New York, The Met Cloisters: Art Resource / Scala, Florenz
New York, The Met Cloisters: Art Resource / Scala, Florenz

Nachdem Depoorter in seinem Basisartikel den Grundstein gelegt hat, entfaltet er die darin summarisch angeschnittenen Aspekte sukzessive in den Folgekapiteln. Dabei versucht er zwei Fliegen mit einer Klappe zu schlagen. Es folgt eine Galerie von 50 ausgewählten und repräsentativen Einzelwerken, die zugleich in chronologischer Abfolge jene Meister exemplarisch vorstellen sollen, die auf den großen van Eyck folgten.

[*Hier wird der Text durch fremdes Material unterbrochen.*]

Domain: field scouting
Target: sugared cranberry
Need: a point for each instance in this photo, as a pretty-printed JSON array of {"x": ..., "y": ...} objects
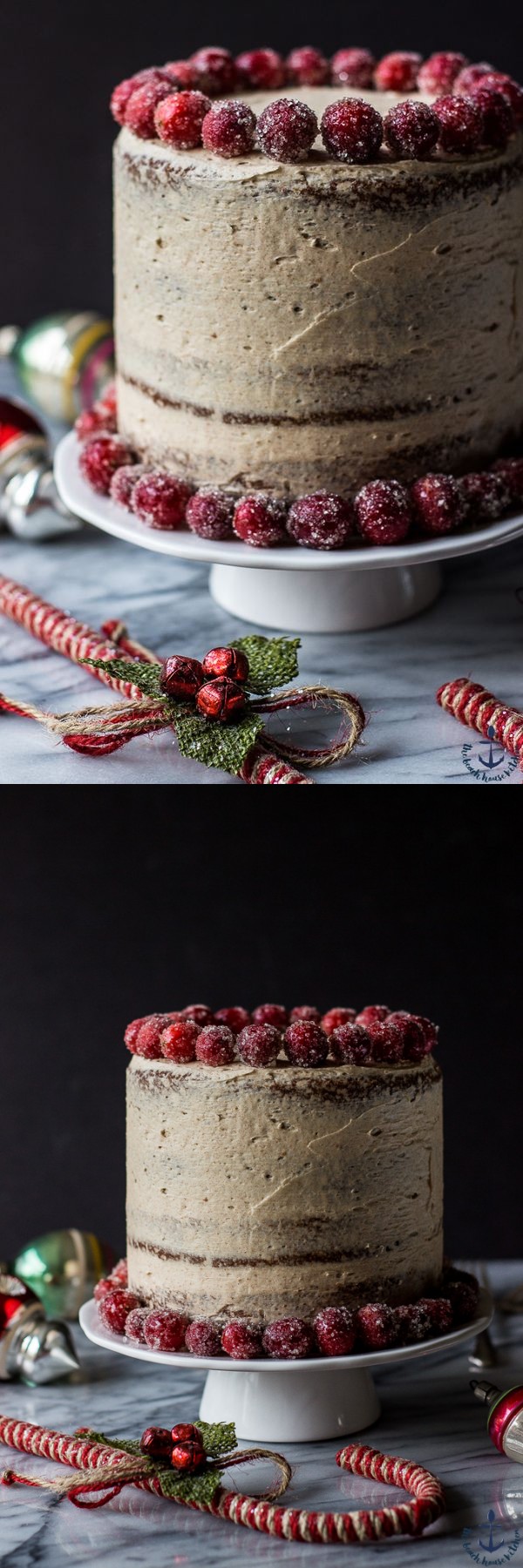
[
  {"x": 260, "y": 1044},
  {"x": 242, "y": 1341},
  {"x": 411, "y": 131},
  {"x": 227, "y": 662},
  {"x": 221, "y": 700},
  {"x": 336, "y": 1017},
  {"x": 397, "y": 72},
  {"x": 352, "y": 131},
  {"x": 438, "y": 72},
  {"x": 335, "y": 1330},
  {"x": 307, "y": 66},
  {"x": 215, "y": 71},
  {"x": 352, "y": 68},
  {"x": 289, "y": 1338},
  {"x": 486, "y": 496},
  {"x": 166, "y": 1330},
  {"x": 497, "y": 117},
  {"x": 215, "y": 1046},
  {"x": 286, "y": 131},
  {"x": 260, "y": 519},
  {"x": 321, "y": 521},
  {"x": 180, "y": 118},
  {"x": 180, "y": 1040},
  {"x": 203, "y": 1340},
  {"x": 181, "y": 678},
  {"x": 160, "y": 499},
  {"x": 262, "y": 68},
  {"x": 234, "y": 1018},
  {"x": 99, "y": 460},
  {"x": 460, "y": 125},
  {"x": 229, "y": 129},
  {"x": 142, "y": 105},
  {"x": 209, "y": 513},
  {"x": 115, "y": 1309},
  {"x": 377, "y": 1325},
  {"x": 305, "y": 1044},
  {"x": 270, "y": 1013},
  {"x": 135, "y": 1325},
  {"x": 350, "y": 1043},
  {"x": 438, "y": 504},
  {"x": 384, "y": 511}
]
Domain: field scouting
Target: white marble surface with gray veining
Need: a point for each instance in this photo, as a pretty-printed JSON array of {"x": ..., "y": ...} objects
[
  {"x": 475, "y": 627},
  {"x": 427, "y": 1415}
]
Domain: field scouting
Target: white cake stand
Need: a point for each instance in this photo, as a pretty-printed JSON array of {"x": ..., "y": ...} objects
[
  {"x": 293, "y": 588},
  {"x": 289, "y": 1401}
]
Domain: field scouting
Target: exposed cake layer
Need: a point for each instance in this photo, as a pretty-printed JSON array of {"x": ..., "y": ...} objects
[
  {"x": 294, "y": 327},
  {"x": 262, "y": 1192}
]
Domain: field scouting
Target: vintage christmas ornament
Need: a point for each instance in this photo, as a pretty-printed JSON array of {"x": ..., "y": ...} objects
[
  {"x": 31, "y": 1348},
  {"x": 505, "y": 1419},
  {"x": 63, "y": 1269},
  {"x": 65, "y": 360}
]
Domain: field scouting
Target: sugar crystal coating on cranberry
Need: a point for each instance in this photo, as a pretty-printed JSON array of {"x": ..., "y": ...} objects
[
  {"x": 242, "y": 1341},
  {"x": 260, "y": 1044},
  {"x": 460, "y": 125},
  {"x": 352, "y": 131},
  {"x": 209, "y": 513},
  {"x": 262, "y": 68},
  {"x": 335, "y": 1330},
  {"x": 115, "y": 1309},
  {"x": 215, "y": 71},
  {"x": 289, "y": 1338},
  {"x": 384, "y": 511},
  {"x": 99, "y": 460},
  {"x": 377, "y": 1325},
  {"x": 397, "y": 72},
  {"x": 286, "y": 131},
  {"x": 203, "y": 1340},
  {"x": 215, "y": 1046},
  {"x": 352, "y": 68},
  {"x": 260, "y": 519},
  {"x": 438, "y": 504},
  {"x": 180, "y": 118},
  {"x": 321, "y": 521},
  {"x": 350, "y": 1043},
  {"x": 228, "y": 129},
  {"x": 307, "y": 66},
  {"x": 135, "y": 1325},
  {"x": 305, "y": 1044},
  {"x": 411, "y": 131},
  {"x": 438, "y": 72}
]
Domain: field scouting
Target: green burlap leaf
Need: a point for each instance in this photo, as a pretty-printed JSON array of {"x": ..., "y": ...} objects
[
  {"x": 135, "y": 670},
  {"x": 217, "y": 745},
  {"x": 272, "y": 660}
]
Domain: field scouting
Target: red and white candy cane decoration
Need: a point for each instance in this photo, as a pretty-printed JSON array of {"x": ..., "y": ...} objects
[
  {"x": 481, "y": 711},
  {"x": 293, "y": 1524}
]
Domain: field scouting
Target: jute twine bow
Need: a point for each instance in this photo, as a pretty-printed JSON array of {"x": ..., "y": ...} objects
[{"x": 260, "y": 1513}]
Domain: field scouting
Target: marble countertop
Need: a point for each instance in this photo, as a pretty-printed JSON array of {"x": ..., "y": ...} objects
[
  {"x": 427, "y": 1415},
  {"x": 473, "y": 629}
]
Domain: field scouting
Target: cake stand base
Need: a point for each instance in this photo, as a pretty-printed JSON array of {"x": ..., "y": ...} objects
[
  {"x": 299, "y": 1409},
  {"x": 332, "y": 601}
]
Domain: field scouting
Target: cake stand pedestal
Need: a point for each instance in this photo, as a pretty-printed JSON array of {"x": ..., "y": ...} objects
[
  {"x": 289, "y": 588},
  {"x": 288, "y": 1401}
]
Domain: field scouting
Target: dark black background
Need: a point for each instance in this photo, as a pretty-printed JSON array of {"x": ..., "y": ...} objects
[
  {"x": 117, "y": 903},
  {"x": 60, "y": 62}
]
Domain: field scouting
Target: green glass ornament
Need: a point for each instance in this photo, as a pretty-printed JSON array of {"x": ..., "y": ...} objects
[
  {"x": 63, "y": 1269},
  {"x": 63, "y": 361}
]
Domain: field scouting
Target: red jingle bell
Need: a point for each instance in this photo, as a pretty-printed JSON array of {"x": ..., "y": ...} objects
[
  {"x": 227, "y": 662},
  {"x": 181, "y": 676},
  {"x": 221, "y": 700}
]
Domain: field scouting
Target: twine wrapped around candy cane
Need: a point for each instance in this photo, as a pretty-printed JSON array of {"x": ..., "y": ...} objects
[{"x": 258, "y": 1513}]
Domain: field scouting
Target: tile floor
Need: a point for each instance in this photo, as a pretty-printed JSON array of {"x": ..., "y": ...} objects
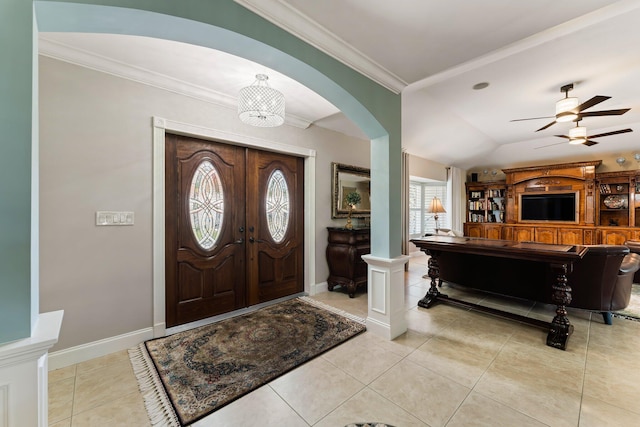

Die den Bildern beigefügten Erläuterungstexte sind konzentriert und griffig. Je nach der Bedeutung, die einem Schlüsselwerk zugesprochen wird, wird es in drei Schritten abgebildet: zunächst das Werk im Überblick, dann, nochmals vergrößert, in einer doppelseitigen Wiedergabe, und schließlich in riesigen Detailauschnitten. Diese «herausgezoomten» Details sind in mehrfacher Hinsicht bewusst und wirkungsvoll eingesetzt, verdeutlichen sie doch zum einen, wie sehr sie sich bei der nahezu «fotorealistischen» Malweise der «Ars nova» anbieten. Gleichzeitig beweisen sie, wie sich hier neue Bildgattungen anbahnen, welche sich in den kommenden Generationen zunehmend aus dem religiösen Zusammenhängen lösen, verselbständigen und zur Aufgabe von Spezialisten werden: das Porträt, respektive Doppel- und Gruppenbildnis, die Genreszene, das Interieur, die Landschaft und in Sonderheit die Stadtvedute. Zum Dritten aber wirken die übergroßen Detailaufnahmen einfach als verblüffende Blickfänge wie ungesehen «moderne» Bilder.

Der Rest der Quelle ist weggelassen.